Commentant la crise actuelle, le scientifique indien Roddam Narasimha posa, caustique, la question suivante : « Même si nous avions une alerte au tsunami avec deux heures d'avance, basé sur des données scientifiques, que ferait l'administration indienne ? Qui aurait appelé qui, et comment auraient-ils transmis l'alerte au peuple ? » Il signala que New Delhi avait été incapable de tirer les leçons du cyclone qui dévasta l'état indien d'Orissa il y a quelques années. « L'administration avait été avertie deux jours avant de l'arrivée du super cyclone qui s'abattit sur Orissa, mais qu'est-ce qui s'est passé ? Donc, est-ce qu'ils auraient pu faire en deux heures ce qu'ils ont été incapables de faire en deux jours ? »

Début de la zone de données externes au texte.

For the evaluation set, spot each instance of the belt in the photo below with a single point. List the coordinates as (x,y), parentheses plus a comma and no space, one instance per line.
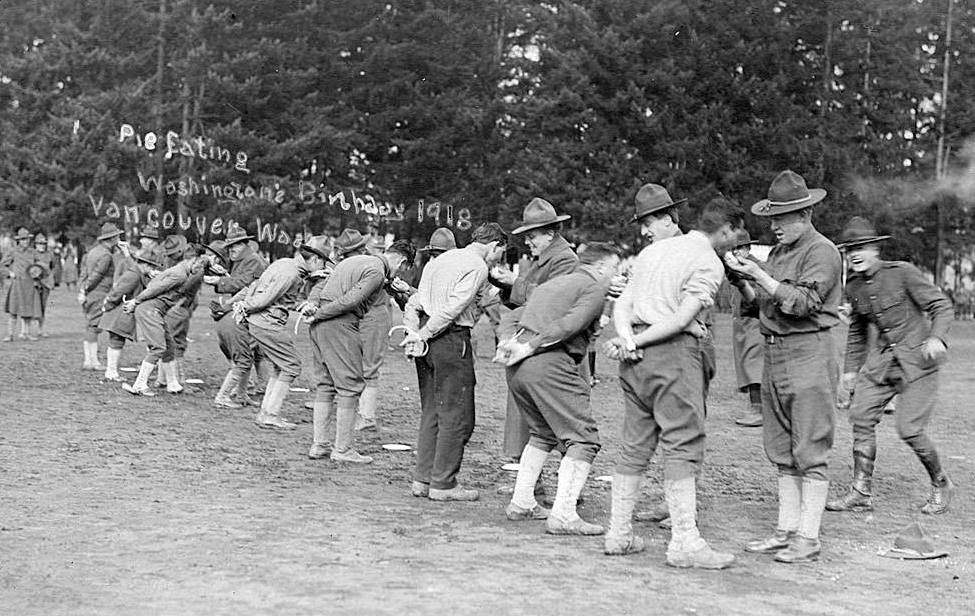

Tandis que l'indignation de Narasimha est correctement dirigée contre l'administration indienne, ses remarques représentent une condamnation d'autres gouvernements de la région et aussi des grandes puissances capitalistes, qui ont l'habitude de se laver les mains de toute responsabilité quant à la détresse des masses de l'Asie du sud. Le coût de la mise en place d'un système d'alerte de tsunami dans l'Océan Indien est une bagatelle en comparaison avec les gigantesques bénéfices accumulés par les sociétés transnationales américaines, européennes et japonaises exploitant la main d'oeuvre bon marché de la région. En dernière analyse, l'absence d'un système pour gérer les désastres est le résultat du même ordre économique et social qui condamne des milliards de gens à un quotidien de misère noire et qui traite leurs souffrances comme si elles étaient inéluctables et inévitables.